# Deliverable 3


### Section 1: Full Pipeline Construction (Preprocessing + Model)


In [2]:
import pandas as pd
import numpy as np

from sklearn.preprocessing import StandardScaler
from sklearn.impute import SimpleImputer
from sklearn.pipeline import Pipeline
from sklearn.linear_model import LogisticRegression
from sklearn.ensemble import RandomForestClassifier
from sklearn.model_selection import StratifiedKFold, cross_validate
from sklearn.metrics import make_scorer, recall_score, f1_score
from sklearn.base import BaseEstimator, TransformerMixin

# Custom class so that we can use it in the pipeline
class Outlier_Capper(BaseEstimator, TransformerMixin):
    def __init__(self, cols_to_cap_indices):
        self.cols_to_cap_indices = cols_to_cap_indices
        self.upper_fences = {}

    def fit(self, X, y=None):
        for col_idx in self.cols_to_cap_indices:
            column_data = X[:, col_idx]
            Q1 = np.percentile(column_data, 25)
            Q3 = np.percentile(column_data, 75)
            IQR = Q3 - Q1
            self.upper_fences[col_idx] = Q3 + 1.5 * IQR
        return self

    def transform(self, X, y=None):
        X_copy = X.copy()
        for col_idx, fence in self.upper_fences.items():
            X_copy[:, col_idx] = np.where(X_copy[:, col_idx] > fence, fence, X_copy[:, col_idx])
        return X_copy

# Load and clean dataset
data = pd.read_csv("./datasets/cs-training.csv")
if 'Unnamed: 0' in data.columns:
    data = data.drop(columns=['Unnamed: 0'])

# Combine similar columns to avoid multicollinearity as discovered in deliverable 2
data['Total_Times_Past_Due'] = (
    data['NumberOfTime30-59DaysPastDueNotWorse'] +
    data['NumberOfTime60-89DaysPastDueNotWorse'] +
    data['NumberOfTimes90DaysLate']
)
data = data.drop(columns=[
    'NumberOfTime30-59DaysPastDueNotWorse',
    'NumberOfTime60-89DaysPastDueNotWorse',
    'NumberOfTimes90DaysLate'
])

X = data.drop(columns=["SeriousDlqin2yrs"])
y = data["SeriousDlqin2yrs"]


# Pipelines

outlier_indices_to_cap = [0, 2, 3] # RevolvingUtilization, DebtRatio, MonthlyIncome 
log_pipeline = Pipeline([
    ('imputer', SimpleImputer(strategy='median')),
    ('capper', Outlier_Capper(cols_to_cap_indices=outlier_indices_to_cap)),
    ('scaler', StandardScaler()),
    ('model', LogisticRegression(max_iter=1000, class_weight='balanced'))
])

rf_pipeline = Pipeline([
    ('imputer', SimpleImputer(strategy='median')),
    ('capper', Outlier_Capper(cols_to_cap_indices=outlier_indices_to_cap)),
    ('scaler', StandardScaler()),
    ('model', RandomForestClassifier(n_estimators=200, max_depth=None, random_state=42, class_weight='balanced'))
])


# Comparison metrics 
scoring = {
    'recall': make_scorer(recall_score),
    'f1': make_scorer(f1_score),
    'roc_auc': 'roc_auc'
}

cv = StratifiedKFold(n_splits=5, shuffle=True, random_state=42)

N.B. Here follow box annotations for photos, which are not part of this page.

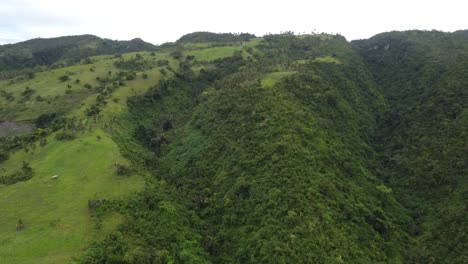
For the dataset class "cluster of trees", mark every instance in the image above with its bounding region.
[0,35,155,79]
[82,36,413,263]
[353,31,468,263]
[177,32,255,44]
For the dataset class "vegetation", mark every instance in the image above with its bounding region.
[0,31,468,263]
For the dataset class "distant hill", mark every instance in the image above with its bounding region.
[177,32,255,43]
[0,30,468,264]
[0,35,155,71]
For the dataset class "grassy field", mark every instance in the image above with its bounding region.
[0,42,252,264]
[0,130,143,264]
[0,52,176,264]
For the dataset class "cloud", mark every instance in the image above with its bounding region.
[0,0,468,44]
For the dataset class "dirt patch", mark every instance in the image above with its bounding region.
[0,121,35,137]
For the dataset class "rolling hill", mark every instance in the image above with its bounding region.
[0,31,468,263]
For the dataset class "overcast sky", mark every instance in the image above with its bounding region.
[0,0,468,44]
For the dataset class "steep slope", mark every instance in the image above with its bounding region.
[0,48,176,264]
[354,31,468,263]
[0,35,155,79]
[83,34,412,263]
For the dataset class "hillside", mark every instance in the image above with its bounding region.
[0,35,155,79]
[0,31,468,263]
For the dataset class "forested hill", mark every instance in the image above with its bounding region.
[353,31,468,263]
[0,35,155,74]
[0,31,468,263]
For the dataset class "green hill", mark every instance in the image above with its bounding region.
[0,35,155,79]
[0,31,468,263]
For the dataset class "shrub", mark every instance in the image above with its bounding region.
[0,151,10,162]
[59,75,70,82]
[114,163,133,175]
[55,131,75,141]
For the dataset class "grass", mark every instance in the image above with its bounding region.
[294,56,343,65]
[0,49,177,264]
[0,52,177,121]
[0,130,143,264]
[187,46,243,61]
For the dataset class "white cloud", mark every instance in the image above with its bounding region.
[0,0,468,44]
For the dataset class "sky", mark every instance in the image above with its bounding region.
[0,0,468,44]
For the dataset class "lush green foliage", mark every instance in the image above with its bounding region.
[177,32,255,43]
[0,35,154,76]
[354,31,468,263]
[0,31,468,263]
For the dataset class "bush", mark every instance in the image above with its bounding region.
[114,163,133,175]
[0,161,34,185]
[0,151,10,163]
[55,131,75,141]
[59,75,70,82]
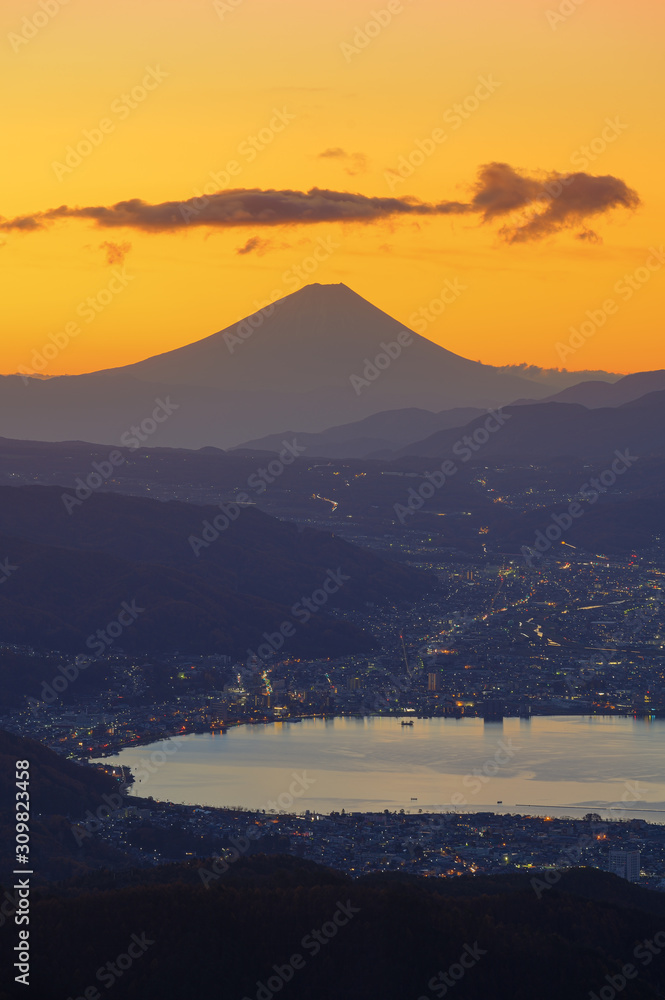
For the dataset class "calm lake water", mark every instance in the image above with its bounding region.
[93,716,665,822]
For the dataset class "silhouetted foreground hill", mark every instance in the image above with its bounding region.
[0,730,135,880]
[0,487,432,656]
[5,857,665,1000]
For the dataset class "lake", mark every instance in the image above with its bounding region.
[92,716,665,822]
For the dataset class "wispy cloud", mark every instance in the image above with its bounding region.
[99,240,132,266]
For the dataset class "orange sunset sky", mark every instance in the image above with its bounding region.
[0,0,665,375]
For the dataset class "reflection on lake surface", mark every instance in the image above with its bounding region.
[93,716,665,822]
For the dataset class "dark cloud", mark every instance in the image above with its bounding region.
[99,240,132,265]
[0,164,640,244]
[236,236,273,257]
[575,229,603,243]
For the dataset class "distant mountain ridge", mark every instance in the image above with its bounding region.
[517,368,665,409]
[0,486,434,657]
[395,383,665,464]
[0,284,550,448]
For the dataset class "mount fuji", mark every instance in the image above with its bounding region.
[0,284,551,448]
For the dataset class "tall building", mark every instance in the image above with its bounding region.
[610,851,641,882]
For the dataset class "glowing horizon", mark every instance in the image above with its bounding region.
[0,0,665,376]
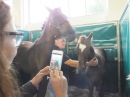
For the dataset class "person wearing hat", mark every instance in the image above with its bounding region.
[47,36,98,97]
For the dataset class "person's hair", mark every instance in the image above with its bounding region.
[0,0,20,97]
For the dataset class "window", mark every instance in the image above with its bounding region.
[86,0,107,15]
[4,0,12,8]
[23,0,107,23]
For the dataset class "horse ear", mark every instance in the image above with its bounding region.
[45,6,52,13]
[88,32,93,40]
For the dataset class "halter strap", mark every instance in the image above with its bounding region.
[49,20,68,29]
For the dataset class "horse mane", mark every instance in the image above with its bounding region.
[88,44,96,61]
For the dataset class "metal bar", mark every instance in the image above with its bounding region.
[74,20,118,27]
[67,46,116,50]
[117,21,121,95]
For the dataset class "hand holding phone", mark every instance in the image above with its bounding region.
[50,50,63,71]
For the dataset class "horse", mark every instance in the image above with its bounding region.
[76,33,106,97]
[13,7,75,82]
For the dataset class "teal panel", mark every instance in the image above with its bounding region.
[120,4,130,97]
[18,30,30,41]
[31,30,41,42]
[69,23,117,46]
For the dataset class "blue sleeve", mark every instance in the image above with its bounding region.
[62,54,70,63]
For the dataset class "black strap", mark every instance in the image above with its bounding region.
[37,76,49,97]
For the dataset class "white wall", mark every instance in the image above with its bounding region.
[12,0,128,30]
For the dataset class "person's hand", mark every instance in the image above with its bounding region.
[86,57,98,66]
[31,66,50,89]
[50,70,68,97]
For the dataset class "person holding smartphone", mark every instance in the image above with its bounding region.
[47,36,98,74]
[47,36,98,97]
[0,0,68,97]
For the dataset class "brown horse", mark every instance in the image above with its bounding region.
[14,8,75,77]
[76,33,106,97]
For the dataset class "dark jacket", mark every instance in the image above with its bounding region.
[10,65,38,97]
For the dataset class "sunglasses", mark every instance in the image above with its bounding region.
[59,38,66,42]
[5,32,23,46]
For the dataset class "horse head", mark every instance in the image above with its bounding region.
[76,33,95,73]
[43,7,75,42]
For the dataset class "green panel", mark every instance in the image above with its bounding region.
[31,30,41,42]
[120,4,130,97]
[18,30,30,41]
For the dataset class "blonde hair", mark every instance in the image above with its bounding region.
[0,0,20,97]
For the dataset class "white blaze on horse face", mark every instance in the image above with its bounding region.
[79,43,86,53]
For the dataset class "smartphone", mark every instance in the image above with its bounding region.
[50,50,63,71]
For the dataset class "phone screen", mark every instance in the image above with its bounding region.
[50,52,63,70]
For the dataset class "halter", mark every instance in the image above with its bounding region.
[49,15,68,29]
[49,20,68,29]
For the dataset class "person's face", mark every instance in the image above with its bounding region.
[3,20,17,64]
[55,38,66,49]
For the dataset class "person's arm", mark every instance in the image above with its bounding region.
[86,57,98,66]
[50,70,68,97]
[20,66,50,97]
[64,59,79,68]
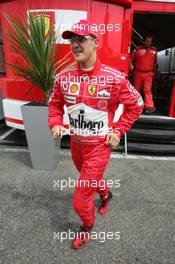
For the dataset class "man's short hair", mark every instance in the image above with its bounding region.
[144,33,153,40]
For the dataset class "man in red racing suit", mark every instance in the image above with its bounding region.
[49,20,143,249]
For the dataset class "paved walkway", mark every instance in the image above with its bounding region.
[0,151,175,264]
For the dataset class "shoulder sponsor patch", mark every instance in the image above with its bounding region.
[88,85,97,96]
[97,89,110,98]
[137,96,143,106]
[64,95,76,104]
[98,100,108,110]
[68,82,80,95]
[139,49,146,55]
[61,82,69,93]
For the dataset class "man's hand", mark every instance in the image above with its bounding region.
[105,133,120,147]
[51,126,66,140]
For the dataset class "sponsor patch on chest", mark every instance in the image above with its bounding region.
[97,89,111,98]
[61,82,80,95]
[64,95,76,104]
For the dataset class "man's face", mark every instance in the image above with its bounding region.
[70,35,98,63]
[144,38,153,49]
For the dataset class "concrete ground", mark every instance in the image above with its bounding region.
[0,151,175,264]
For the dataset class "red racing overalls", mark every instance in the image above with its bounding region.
[48,60,143,227]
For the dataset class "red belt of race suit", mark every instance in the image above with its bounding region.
[135,69,153,73]
[71,135,106,145]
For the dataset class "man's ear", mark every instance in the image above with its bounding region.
[95,39,99,48]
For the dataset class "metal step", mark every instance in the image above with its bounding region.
[128,143,175,156]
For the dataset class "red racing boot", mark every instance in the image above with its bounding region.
[72,225,93,250]
[98,192,113,214]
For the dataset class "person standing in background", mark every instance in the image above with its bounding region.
[130,34,157,114]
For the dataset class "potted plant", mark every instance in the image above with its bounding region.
[6,12,70,169]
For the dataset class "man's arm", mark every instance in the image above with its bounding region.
[129,50,136,72]
[112,79,144,137]
[48,76,64,139]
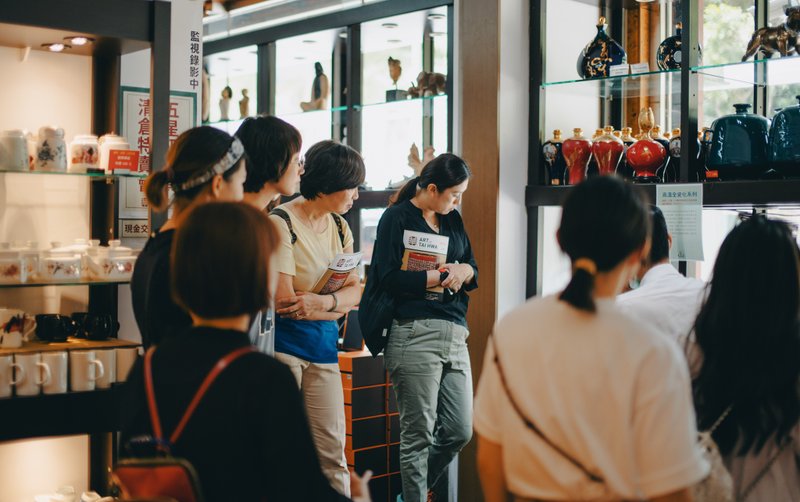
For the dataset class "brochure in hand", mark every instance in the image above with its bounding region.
[311,253,363,295]
[400,230,450,302]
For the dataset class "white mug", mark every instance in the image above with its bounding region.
[0,354,24,398]
[94,349,117,389]
[14,352,50,396]
[117,347,139,382]
[42,351,69,394]
[69,350,105,392]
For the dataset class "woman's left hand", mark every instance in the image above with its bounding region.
[275,291,327,319]
[442,263,474,293]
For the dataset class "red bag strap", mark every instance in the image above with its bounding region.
[144,345,258,446]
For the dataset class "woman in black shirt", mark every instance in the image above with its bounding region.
[122,202,369,502]
[131,126,246,347]
[369,154,478,502]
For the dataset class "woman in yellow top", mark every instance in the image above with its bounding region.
[270,141,365,494]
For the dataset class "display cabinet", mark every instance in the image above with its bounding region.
[526,0,800,296]
[0,0,171,491]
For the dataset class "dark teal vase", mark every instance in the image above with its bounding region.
[706,104,770,181]
[769,96,800,177]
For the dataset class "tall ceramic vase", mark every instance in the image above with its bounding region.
[627,107,667,183]
[592,126,625,175]
[561,127,592,185]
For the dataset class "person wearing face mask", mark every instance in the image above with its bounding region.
[270,141,366,494]
[131,126,245,348]
[368,154,478,502]
[234,115,304,355]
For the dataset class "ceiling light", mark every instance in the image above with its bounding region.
[64,35,94,45]
[42,43,72,52]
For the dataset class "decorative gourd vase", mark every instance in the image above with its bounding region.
[578,17,628,79]
[561,128,592,185]
[656,23,683,70]
[706,103,770,181]
[627,108,667,183]
[769,96,800,177]
[592,126,625,175]
[542,129,567,186]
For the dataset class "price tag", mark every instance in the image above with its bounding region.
[608,64,630,77]
[108,150,139,172]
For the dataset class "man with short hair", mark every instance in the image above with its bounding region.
[617,206,705,341]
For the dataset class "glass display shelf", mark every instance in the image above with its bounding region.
[541,70,681,99]
[0,279,131,289]
[0,168,149,178]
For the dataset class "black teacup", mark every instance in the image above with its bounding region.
[70,312,89,338]
[36,314,76,342]
[83,314,119,340]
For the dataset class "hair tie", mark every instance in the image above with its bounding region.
[572,258,597,275]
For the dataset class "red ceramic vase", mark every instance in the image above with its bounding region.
[561,128,592,185]
[592,126,625,174]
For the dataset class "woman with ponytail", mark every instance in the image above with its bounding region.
[367,154,478,502]
[131,126,246,347]
[475,176,709,502]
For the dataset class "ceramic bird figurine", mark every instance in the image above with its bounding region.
[389,56,403,88]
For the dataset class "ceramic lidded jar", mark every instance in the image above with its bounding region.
[33,127,67,172]
[578,17,628,79]
[769,96,800,177]
[561,127,592,185]
[0,129,28,171]
[592,126,625,175]
[627,108,667,183]
[706,103,770,181]
[542,129,567,186]
[69,134,99,173]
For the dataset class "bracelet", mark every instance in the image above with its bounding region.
[328,293,339,312]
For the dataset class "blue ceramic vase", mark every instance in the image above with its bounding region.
[578,17,628,79]
[706,104,770,181]
[769,96,800,177]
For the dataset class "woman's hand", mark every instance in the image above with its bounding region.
[275,291,333,319]
[442,263,475,293]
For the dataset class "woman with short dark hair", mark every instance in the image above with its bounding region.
[131,126,245,347]
[687,216,800,502]
[367,154,478,502]
[122,202,368,501]
[270,141,365,493]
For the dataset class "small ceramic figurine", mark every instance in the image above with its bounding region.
[239,89,250,119]
[300,62,329,112]
[219,85,233,120]
[742,5,800,61]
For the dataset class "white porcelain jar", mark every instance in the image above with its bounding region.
[34,127,67,172]
[0,129,28,171]
[69,134,100,173]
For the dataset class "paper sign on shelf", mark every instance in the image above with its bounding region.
[656,183,704,261]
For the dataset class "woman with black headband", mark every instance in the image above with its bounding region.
[131,126,246,347]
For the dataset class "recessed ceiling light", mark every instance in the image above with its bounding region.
[64,35,94,45]
[42,43,72,52]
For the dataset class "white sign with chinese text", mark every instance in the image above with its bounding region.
[656,183,704,261]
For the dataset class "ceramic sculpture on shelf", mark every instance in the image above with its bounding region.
[742,4,800,61]
[300,62,329,112]
[578,17,628,79]
[239,89,250,119]
[626,107,667,183]
[219,85,233,120]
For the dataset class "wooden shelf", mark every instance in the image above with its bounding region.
[525,180,800,207]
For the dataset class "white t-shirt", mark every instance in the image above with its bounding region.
[617,263,705,340]
[474,296,708,500]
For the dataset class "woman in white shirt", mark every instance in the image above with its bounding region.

print("Model Comparison: \n")
print("Logistic Regression Results:")
log_cv_results = cross_validate(
    log_pipeline, 
    X.to_numpy(), 
    y,
    cv=cv,
    scoring=scoring,
    return_train_score=False
)
for metric in scoring.keys():
    mean = np.mean(log_cv_results[f'test_{metric}'])
    std = np.std(log_cv_results[f'test_{metric}'])
    print(f"  {metric:8}: {mean:.3f} ± {std:.3f}")

print("Random Forest Results:")
rf_cv_results = cross_validate(
    rf_pipeline, 
    X.to_numpy(), 
    y,
    cv=cv,
    scoring=scoring,
    return_train_score=False
)
# Print results
for metric in scoring.keys():
    mean = np.mean(rf_cv_results[f'test_{metric}'])
    std = np.std(rf_cv_results[f'test_{metric}'])
    print(f"  {metric:8}: {mean:.3f} ± {std:.3f}")


Model Comparison: 

Logistic Regression Results:
  recall  : 0.738 ± 0.012
  f1      : 0.295 ± 0.005
  roc_auc : 0.831 ± 0.005
Random Forest Results:
  recall  : 0.146 ± 0.007
  f1      : 0.229 ± 0.010
  roc_auc : 0.838 ± 0.003


## Analysis of Results

**Recall:**
The logistic regression model boasts a far higher recall score of 0.73 versus the random forest model's 0.14. This means that the logistic regression model would be able to more successfully predict if someone will experience financial distress in the next two years. This is a very important metric to the bank. If they give loans to people who won't be able to pay them back they risk great financial loss.

**F1-Score:**
The F1-scores for both models are similar but the logistic regression model pulls ahead slightly at 0.295 versus random forest model's 0.229. This means the logistic regression model achieves a better balance between precision and recall compared to the random forest model.

**ROC AUC:**
The random forest model is superior in this metric with a score of 0.838 versus the logistic regression model's 0.831. This means the random forest model is better at discriminating between people who are risky to loan to and people who are not. This is probably because the random forest model is more conservative when classifying risky people to loan to as seen by its low recall score. However given the difference is so small it is not very significant.

Based on these results the logistic regression model seems like a clear winner due to its superiority in Recall and F1-Score as well as its comparable ROC AUC score.


### Design Choice Justification

We decided to just use a pipeline and not a column transformer as it is not necessary for our dataset. This is because we only have numerical columns,  just using the pipeline works well and is a simpler solution.